ほんとうに大きな、そしてほんとうに美しいダムである。このダムがくらしの電力を生んでいるのだ。
さて、堰堤を渡りきったところには黒部ダム駅がある。ここでわたしは逡巡した。この黒部ダム駅から長野県の扇沢までは関電トンネルとなっていて、トロリーバスが走っている。小説「黒部の太陽」の主な舞台となったのはこのトンネルである。
まさに今わたしがいる黒部第4ダムの建設工事の資材を運ぶために掘られたトンネル。掘ってみたらば途中で立山の湧水がじゃんじゃん出てきてしまって工事が一時頓挫したいわくつきのトンネルである。黒部の太陽かぶれのわたしは、どうしてもこの関電トンネルを通りたくてしょうがない。数多くの人夫の行く手を阻み、飲み込んだ破砕帯はまさにこのトンネルの中にあるのだ。行きたい。
でも残り時間はあまりない。せっかくならダムもじっくり見たいし・・・。どうしよう。
ええい、今度いつ来れるかわからんし、乗っちゃえ乗っちゃえ!
ときっぷ売場へ直行、扇沢行きのきっぷを購入しようとしたところ、窓口のおねーさんに不思議な顔をされてしまった。普通、ここから扇沢へ向かう人は、その後長野へ抜けるのが目的なので扇沢から先のきっぷも買うわけだ。そして扇沢自体は特別何かがあるという場所でもないので、あからさまに「この人なんで扇沢?」といぶかしげな表情である。わたしは扇沢へ行って、またこっちへ戻ってくる。トンネルを通ることが目的なのだ。双方はきっといつまでも分かり合うことはできないだろう。
そんなこんなで関電トロリーに乗車。
走行中に県境を越え、長野県に入る。北海道に住んでいると、この「県境越え」というのがカンタンにはできないので感慨深い。そして、関電トンネル内にある破砕帯を通る。
立山トンネルと同じく、破砕帯の区間は青いライトで照らされている。きっとこんなところに心打たれているのはわたしだけだろうな。

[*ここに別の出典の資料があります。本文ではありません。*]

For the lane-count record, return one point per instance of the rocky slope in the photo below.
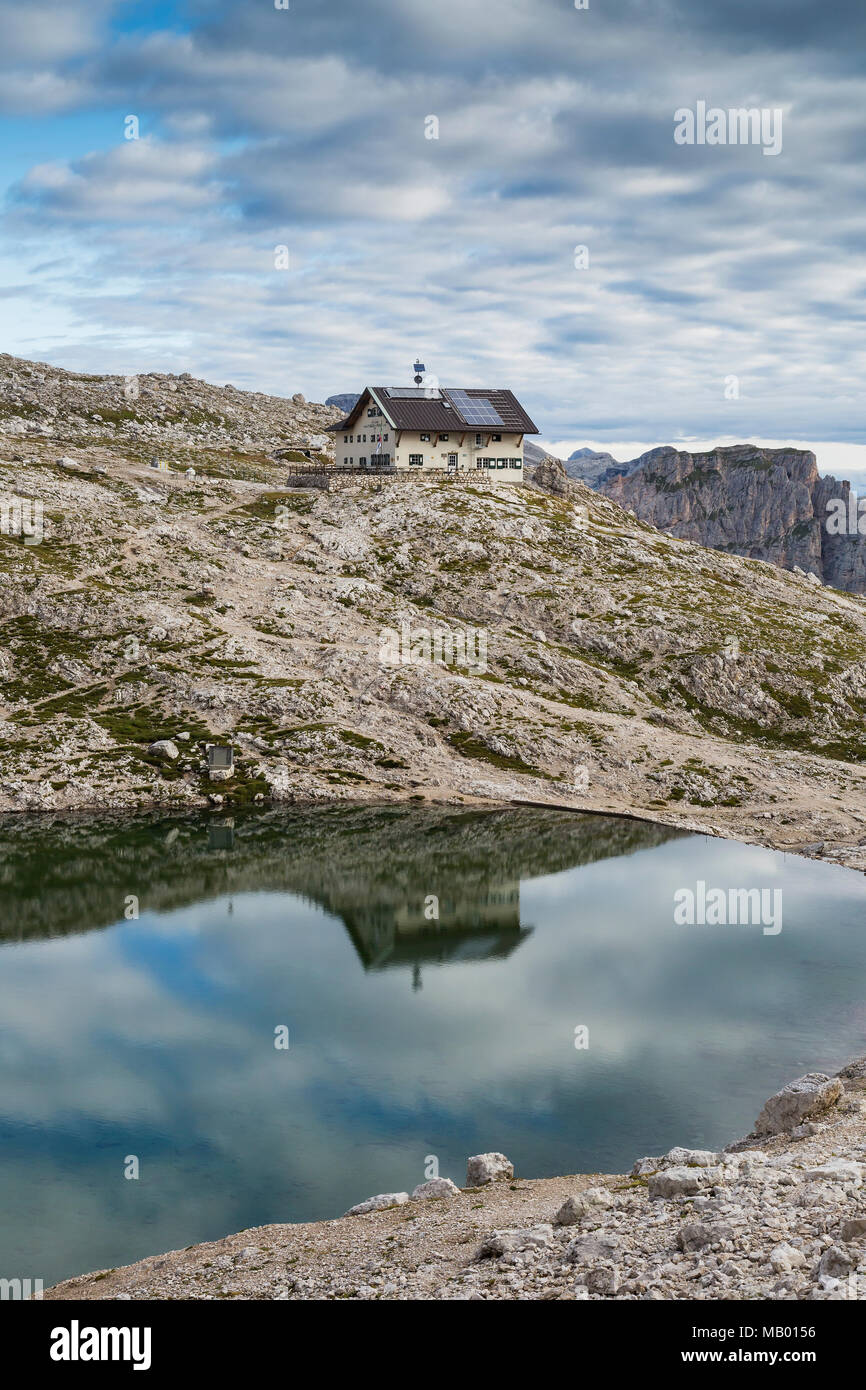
(765, 503)
(779, 1215)
(180, 419)
(616, 667)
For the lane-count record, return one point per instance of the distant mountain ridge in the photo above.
(762, 503)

扇沢に着き、またすぐにトロリーに乗ってダムに戻る。滞在時間ちょびっと。さらば扇沢。焦って行動したせいか、ダムに戻ってみたら少し時間に余裕があることがわかったので散策をする。食事をするような時間の余裕はなかったので、たまたまやっていた特別展を見て、ダムをいろんな角度から拝み、名物ハサイダーを飲む。
復路のケーブルカーへ。なぜかケーブルカーの次に乗るロープウェイの整理券を渡される。48番。
これは先着順に番号をふってあるものじゃなくて、この番号のロープウェイに乗ってください、ということらしい。またいろんな乗り物を乗り継いで時間をかけて富山まで戻る。普通ならうんざりするところだが、あまりに特異な体験なのでテンションは上がりっぱなしだ。飽きない。12時20分、黒部湖ケーブルカーに乗ってダムを離れた。